I was expecting you to list the pro and con of teacher unions. Some of you have no experience with unions, but can still relate to what they are intended to accomplish. Unions can be helpful in protecting teachers or a faculty, if the board or administrators are not treating them fairly, or if there is a law suit impacting them in any way. Union leaders can get caught up in political issues and lose sight of their primary mission to be supportive of teachers, and ultimately students, needs in schools. Some of you shared instances where unions have been very helpful to an individual or to a faculty in your setting. Boards and administrators have to deal with financial support for education, and often have difficult choices to make. Unions are meant to advocate for educators in the decision making process, to ensure adequate funding is available for instruction, and maintaining effective education process in the local schools. Unions need to focus on what is best for the students in the schools they oversee.

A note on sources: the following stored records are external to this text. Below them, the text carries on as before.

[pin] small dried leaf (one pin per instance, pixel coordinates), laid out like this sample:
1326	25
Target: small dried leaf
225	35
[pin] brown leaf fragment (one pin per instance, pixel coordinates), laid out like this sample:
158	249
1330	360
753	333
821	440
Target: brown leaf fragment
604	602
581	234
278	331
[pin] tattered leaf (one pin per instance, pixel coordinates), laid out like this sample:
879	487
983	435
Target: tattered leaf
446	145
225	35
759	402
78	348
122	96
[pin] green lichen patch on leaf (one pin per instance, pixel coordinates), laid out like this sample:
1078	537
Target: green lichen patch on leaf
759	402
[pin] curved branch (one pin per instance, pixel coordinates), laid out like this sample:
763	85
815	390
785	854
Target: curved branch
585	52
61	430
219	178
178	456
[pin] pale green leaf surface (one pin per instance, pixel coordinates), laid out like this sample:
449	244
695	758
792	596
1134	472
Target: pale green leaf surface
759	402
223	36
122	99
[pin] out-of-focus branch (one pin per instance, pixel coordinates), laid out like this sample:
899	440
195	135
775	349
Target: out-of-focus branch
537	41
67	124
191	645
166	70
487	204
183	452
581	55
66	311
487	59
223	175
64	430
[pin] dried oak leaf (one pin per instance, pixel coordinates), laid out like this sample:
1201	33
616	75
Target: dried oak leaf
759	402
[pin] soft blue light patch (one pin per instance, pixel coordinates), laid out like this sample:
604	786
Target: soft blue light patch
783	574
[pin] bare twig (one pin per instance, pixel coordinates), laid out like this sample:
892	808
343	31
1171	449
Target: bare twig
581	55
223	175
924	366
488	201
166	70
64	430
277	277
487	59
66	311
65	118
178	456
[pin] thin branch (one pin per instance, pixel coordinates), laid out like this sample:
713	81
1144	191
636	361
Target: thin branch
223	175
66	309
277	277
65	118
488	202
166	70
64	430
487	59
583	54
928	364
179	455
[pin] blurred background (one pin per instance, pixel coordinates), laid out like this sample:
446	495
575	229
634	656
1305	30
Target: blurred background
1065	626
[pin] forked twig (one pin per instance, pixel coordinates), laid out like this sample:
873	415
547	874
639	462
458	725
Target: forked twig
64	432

I expected you to list arguments or points on both sides of the issue of licensing, and then clearly state your position and reasoning. I am not sure how well informed the authors of the readings are of the situation nationwide. Some of you listed personal concerns when you moved from state to state, and there was no agreement on licensing. It seems each state has its own "tariff" or special requirements for folks educated and licensed in another state. All of the teacher education programs in Nebraska have state accreditation, as well as national accreditation, by NCATE. There are periodic reviews by both accrediting agencies. There are annual reports that document effectiveness of the programs. Other Midwest states have similar rigor in their teacher education programs and licensing process. If a teacher allows their license to expire, and then wants to be licensed again, they have to take the Praxis tests again, and also take 15 hours of graduate work, including some additional student teaching, to be re-licensed. Our one daughter stepped out of teaching to be a stay at home Mom. She did not keep her license current, and had to go through all of the above steps to be re-certified, even though she had a master's degree and five years of successful teaching. Not all states have similar requirements, and that is the main issue.

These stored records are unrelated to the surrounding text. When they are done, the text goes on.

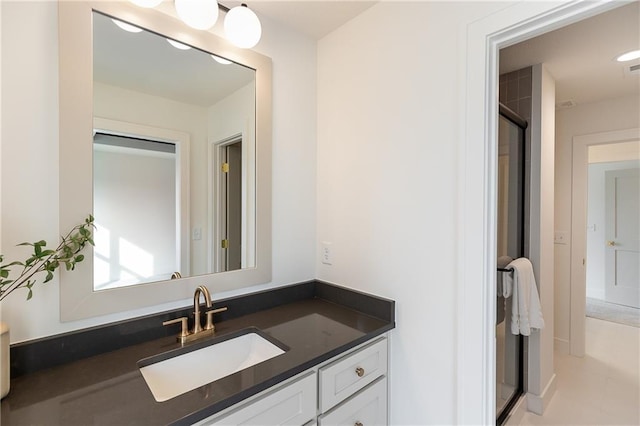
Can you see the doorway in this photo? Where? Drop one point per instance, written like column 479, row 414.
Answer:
column 478, row 218
column 227, row 195
column 231, row 206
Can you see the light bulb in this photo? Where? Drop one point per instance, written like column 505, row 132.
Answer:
column 127, row 27
column 178, row 45
column 242, row 27
column 198, row 14
column 220, row 60
column 146, row 3
column 629, row 56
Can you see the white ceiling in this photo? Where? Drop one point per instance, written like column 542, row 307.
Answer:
column 581, row 56
column 310, row 17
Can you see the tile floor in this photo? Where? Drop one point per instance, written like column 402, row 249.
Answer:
column 603, row 388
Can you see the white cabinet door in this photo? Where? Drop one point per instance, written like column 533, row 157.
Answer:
column 367, row 408
column 293, row 404
column 349, row 374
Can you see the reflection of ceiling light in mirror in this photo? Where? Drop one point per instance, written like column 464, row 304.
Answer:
column 629, row 56
column 178, row 45
column 221, row 60
column 198, row 14
column 146, row 3
column 242, row 27
column 126, row 27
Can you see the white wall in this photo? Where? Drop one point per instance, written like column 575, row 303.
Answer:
column 389, row 124
column 29, row 168
column 609, row 115
column 541, row 377
column 596, row 224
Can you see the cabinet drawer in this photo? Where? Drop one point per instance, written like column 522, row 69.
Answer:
column 367, row 408
column 351, row 373
column 294, row 404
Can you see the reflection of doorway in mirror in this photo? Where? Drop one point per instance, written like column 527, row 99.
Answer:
column 231, row 206
column 134, row 196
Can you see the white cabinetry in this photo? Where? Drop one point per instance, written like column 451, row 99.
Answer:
column 350, row 389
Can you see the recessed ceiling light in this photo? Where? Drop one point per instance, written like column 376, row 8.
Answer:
column 629, row 56
column 221, row 60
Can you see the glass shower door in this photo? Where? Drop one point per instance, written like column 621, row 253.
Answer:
column 510, row 245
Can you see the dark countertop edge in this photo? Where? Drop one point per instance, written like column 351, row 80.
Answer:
column 300, row 368
column 34, row 355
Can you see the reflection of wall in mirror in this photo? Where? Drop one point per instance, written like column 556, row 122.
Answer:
column 202, row 124
column 134, row 196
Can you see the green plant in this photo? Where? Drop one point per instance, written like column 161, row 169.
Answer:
column 46, row 260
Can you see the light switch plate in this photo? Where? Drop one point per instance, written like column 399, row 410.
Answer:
column 561, row 237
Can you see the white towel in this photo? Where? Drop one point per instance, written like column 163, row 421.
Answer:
column 520, row 284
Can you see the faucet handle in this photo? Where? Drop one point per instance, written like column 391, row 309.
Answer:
column 209, row 325
column 185, row 327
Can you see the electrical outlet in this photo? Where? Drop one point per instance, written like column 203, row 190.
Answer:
column 197, row 233
column 325, row 253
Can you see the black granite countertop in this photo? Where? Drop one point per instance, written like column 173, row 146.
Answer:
column 108, row 388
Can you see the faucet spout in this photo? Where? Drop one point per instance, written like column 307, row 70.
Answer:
column 197, row 324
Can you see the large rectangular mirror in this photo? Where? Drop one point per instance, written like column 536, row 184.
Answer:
column 170, row 149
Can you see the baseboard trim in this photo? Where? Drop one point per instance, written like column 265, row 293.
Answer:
column 562, row 346
column 517, row 412
column 538, row 403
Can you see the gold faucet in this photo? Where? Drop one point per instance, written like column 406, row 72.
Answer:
column 198, row 331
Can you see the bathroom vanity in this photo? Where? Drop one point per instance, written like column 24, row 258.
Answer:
column 333, row 369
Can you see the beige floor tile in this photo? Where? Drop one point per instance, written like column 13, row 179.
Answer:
column 601, row 388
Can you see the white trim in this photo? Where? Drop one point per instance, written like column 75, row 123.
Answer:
column 477, row 190
column 578, row 290
column 537, row 403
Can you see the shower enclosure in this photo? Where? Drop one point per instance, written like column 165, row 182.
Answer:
column 511, row 244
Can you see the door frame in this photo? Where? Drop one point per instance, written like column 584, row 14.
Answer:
column 579, row 189
column 477, row 189
column 215, row 256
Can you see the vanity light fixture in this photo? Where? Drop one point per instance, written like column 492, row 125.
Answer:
column 178, row 45
column 198, row 14
column 242, row 27
column 146, row 3
column 629, row 56
column 127, row 27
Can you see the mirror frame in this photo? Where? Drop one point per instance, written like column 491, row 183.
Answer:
column 78, row 300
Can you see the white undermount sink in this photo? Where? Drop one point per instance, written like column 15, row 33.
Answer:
column 179, row 374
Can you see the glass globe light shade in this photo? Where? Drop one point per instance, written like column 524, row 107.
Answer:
column 198, row 14
column 242, row 27
column 146, row 3
column 127, row 27
column 220, row 60
column 178, row 45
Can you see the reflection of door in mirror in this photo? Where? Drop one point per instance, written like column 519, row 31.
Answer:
column 231, row 207
column 141, row 79
column 135, row 194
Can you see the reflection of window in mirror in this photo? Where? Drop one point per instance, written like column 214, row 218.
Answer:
column 216, row 102
column 135, row 194
column 140, row 78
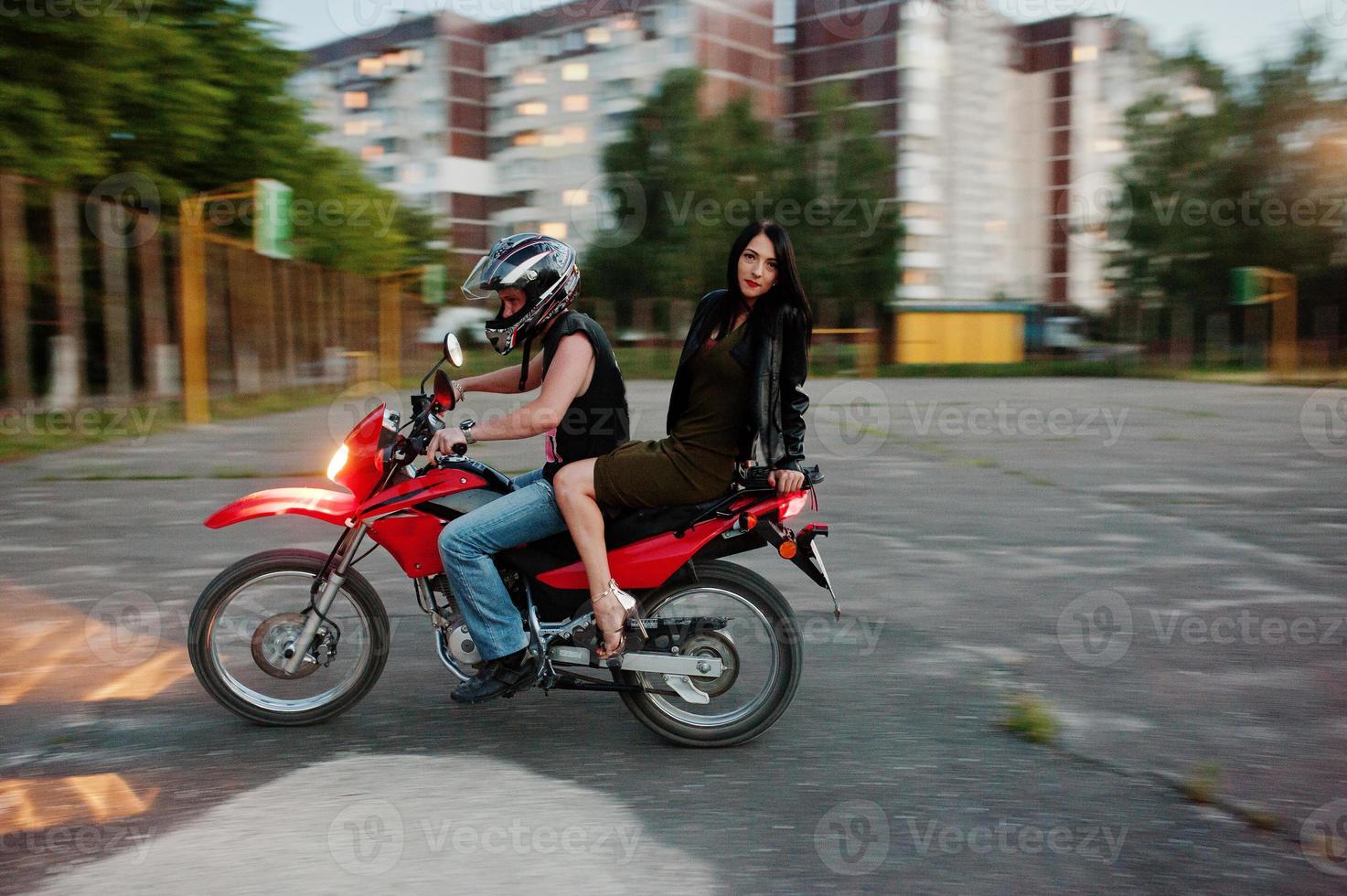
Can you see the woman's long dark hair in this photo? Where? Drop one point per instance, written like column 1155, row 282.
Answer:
column 786, row 290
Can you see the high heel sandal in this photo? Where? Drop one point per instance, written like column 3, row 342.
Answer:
column 631, row 613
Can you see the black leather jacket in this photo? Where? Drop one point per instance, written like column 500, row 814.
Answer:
column 776, row 360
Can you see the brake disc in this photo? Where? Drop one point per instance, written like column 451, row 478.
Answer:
column 715, row 645
column 270, row 642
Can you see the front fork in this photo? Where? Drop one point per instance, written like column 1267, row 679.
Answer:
column 296, row 651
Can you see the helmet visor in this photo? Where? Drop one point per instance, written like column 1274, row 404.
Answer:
column 492, row 275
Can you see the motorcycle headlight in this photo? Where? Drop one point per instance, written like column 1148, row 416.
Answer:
column 337, row 463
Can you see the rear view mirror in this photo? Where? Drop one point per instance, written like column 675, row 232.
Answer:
column 453, row 350
column 444, row 391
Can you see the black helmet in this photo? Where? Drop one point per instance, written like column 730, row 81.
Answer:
column 543, row 267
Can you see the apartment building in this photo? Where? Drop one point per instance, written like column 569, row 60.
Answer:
column 1005, row 136
column 500, row 127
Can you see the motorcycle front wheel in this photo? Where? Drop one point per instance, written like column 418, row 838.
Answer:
column 759, row 648
column 250, row 614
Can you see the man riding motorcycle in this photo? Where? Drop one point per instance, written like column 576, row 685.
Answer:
column 581, row 410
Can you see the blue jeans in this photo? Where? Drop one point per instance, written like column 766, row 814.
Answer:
column 467, row 545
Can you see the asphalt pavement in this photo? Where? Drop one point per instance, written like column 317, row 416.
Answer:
column 1158, row 568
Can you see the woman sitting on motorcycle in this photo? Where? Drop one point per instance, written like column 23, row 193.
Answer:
column 737, row 389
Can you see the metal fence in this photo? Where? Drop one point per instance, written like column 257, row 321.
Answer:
column 91, row 309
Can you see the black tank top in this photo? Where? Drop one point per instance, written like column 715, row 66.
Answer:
column 597, row 421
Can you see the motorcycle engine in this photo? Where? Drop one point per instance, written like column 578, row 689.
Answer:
column 461, row 645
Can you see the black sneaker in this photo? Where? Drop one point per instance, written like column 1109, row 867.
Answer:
column 498, row 678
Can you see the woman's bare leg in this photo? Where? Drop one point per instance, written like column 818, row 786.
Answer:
column 574, row 489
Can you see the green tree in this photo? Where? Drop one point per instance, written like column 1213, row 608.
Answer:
column 702, row 178
column 1255, row 179
column 194, row 99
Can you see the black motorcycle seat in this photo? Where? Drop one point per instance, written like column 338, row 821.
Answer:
column 621, row 529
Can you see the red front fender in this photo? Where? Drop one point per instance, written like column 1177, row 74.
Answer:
column 321, row 504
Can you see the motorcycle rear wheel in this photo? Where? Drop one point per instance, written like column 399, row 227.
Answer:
column 780, row 636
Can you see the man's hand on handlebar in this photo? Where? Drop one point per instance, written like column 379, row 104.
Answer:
column 446, row 443
column 786, row 481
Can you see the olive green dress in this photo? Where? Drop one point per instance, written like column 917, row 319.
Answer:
column 697, row 461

When my wife and I started teaching, we received a life time certificate. It is much better to have to keep up to date, and be recertified every five years or so. The real issue is the need for agreement beween states on licensing, without making it a burden for teachers to relocate and resume teaching in another state.

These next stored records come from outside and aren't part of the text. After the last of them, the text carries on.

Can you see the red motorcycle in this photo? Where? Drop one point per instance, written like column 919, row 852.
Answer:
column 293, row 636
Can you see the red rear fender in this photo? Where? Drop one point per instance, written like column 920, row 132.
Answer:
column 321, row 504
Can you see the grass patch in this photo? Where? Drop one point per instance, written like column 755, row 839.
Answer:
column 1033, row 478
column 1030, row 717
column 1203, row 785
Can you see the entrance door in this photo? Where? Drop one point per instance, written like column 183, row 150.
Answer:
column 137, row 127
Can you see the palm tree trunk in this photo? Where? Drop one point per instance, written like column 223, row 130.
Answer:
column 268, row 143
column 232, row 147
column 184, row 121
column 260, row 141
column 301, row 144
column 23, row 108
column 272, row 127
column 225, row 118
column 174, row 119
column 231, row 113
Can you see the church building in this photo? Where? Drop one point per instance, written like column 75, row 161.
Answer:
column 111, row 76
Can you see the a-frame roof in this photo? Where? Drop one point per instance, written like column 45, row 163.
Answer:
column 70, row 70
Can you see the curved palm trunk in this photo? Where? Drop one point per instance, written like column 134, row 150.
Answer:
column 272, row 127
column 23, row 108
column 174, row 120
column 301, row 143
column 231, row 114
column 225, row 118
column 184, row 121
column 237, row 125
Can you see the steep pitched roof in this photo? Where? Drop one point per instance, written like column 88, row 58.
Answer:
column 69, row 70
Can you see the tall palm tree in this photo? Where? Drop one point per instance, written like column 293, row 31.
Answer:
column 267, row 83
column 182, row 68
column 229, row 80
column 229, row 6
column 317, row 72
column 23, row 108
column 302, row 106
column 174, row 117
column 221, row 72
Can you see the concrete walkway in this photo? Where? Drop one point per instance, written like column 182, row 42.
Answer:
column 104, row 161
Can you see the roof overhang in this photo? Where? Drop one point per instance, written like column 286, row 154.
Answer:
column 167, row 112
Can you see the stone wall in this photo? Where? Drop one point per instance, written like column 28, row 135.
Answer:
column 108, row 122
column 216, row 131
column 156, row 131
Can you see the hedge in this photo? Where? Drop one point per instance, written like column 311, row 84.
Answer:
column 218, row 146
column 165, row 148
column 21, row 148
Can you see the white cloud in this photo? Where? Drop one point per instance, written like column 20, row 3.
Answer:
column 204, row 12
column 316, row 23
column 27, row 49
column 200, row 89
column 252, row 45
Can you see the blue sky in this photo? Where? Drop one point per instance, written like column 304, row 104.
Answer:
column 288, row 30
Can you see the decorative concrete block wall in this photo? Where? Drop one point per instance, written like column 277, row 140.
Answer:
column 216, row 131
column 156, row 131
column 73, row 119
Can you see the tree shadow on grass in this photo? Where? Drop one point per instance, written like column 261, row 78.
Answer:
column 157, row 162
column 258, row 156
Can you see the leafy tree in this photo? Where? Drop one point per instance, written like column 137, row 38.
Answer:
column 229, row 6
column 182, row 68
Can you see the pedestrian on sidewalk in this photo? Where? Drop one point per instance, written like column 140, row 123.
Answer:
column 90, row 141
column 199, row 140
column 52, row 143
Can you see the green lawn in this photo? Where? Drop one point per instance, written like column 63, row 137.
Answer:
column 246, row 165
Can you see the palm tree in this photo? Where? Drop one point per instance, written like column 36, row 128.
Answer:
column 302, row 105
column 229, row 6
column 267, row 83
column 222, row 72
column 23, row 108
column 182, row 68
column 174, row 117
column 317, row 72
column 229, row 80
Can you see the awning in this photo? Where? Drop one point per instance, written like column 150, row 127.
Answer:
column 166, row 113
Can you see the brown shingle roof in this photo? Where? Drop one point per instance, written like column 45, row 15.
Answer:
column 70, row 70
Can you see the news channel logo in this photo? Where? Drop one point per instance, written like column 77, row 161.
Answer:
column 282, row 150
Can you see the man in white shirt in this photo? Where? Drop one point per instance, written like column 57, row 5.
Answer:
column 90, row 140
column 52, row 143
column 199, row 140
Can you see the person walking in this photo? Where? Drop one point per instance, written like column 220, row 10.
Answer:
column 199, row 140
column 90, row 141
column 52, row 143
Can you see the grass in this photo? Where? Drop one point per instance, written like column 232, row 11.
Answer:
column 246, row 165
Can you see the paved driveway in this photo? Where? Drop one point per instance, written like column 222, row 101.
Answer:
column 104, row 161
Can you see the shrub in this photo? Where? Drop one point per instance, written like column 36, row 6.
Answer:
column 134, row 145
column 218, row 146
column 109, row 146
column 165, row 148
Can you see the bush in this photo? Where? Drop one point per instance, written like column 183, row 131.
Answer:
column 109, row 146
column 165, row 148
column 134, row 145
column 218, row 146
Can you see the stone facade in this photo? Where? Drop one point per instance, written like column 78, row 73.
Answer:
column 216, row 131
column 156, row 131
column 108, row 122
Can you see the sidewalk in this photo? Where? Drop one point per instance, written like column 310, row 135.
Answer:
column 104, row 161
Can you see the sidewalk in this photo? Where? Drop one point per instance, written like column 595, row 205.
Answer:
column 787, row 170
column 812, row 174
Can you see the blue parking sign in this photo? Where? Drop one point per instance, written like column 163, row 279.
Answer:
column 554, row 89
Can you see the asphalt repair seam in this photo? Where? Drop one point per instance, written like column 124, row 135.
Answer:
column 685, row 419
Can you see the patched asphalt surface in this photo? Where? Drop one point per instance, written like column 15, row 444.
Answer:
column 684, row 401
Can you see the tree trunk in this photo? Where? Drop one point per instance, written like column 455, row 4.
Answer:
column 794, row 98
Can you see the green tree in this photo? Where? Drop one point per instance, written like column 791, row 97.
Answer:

Zero tolerance policies can result in some difficult situations, where the punishment or consequences may call or some common sense interpretation of the policies and their intent. Most administrators indicate they would have clear policies that were broadly publicized and especially all parents and students would be aware of them and have copies of them in a handbook. They would have parents and students sign that they had read and understand the policies, rules and consequences of not following them. With regard to the search, they also indicate they would have an agreement withlaw enforcement, that with any serious problem of suspected weapons, drugs, etc., they would have law enforcement take over, and persons trained to do the search would be asked to do it, not school personnel. Most would also have at least one parent present,before moving ahead with the search, or any possible invasion of privacy. Most schools, even parochial and private schools,have a lawyer advise them on any policies or procedures they contemplate using. Communication with the community as well as with families and students is recommended.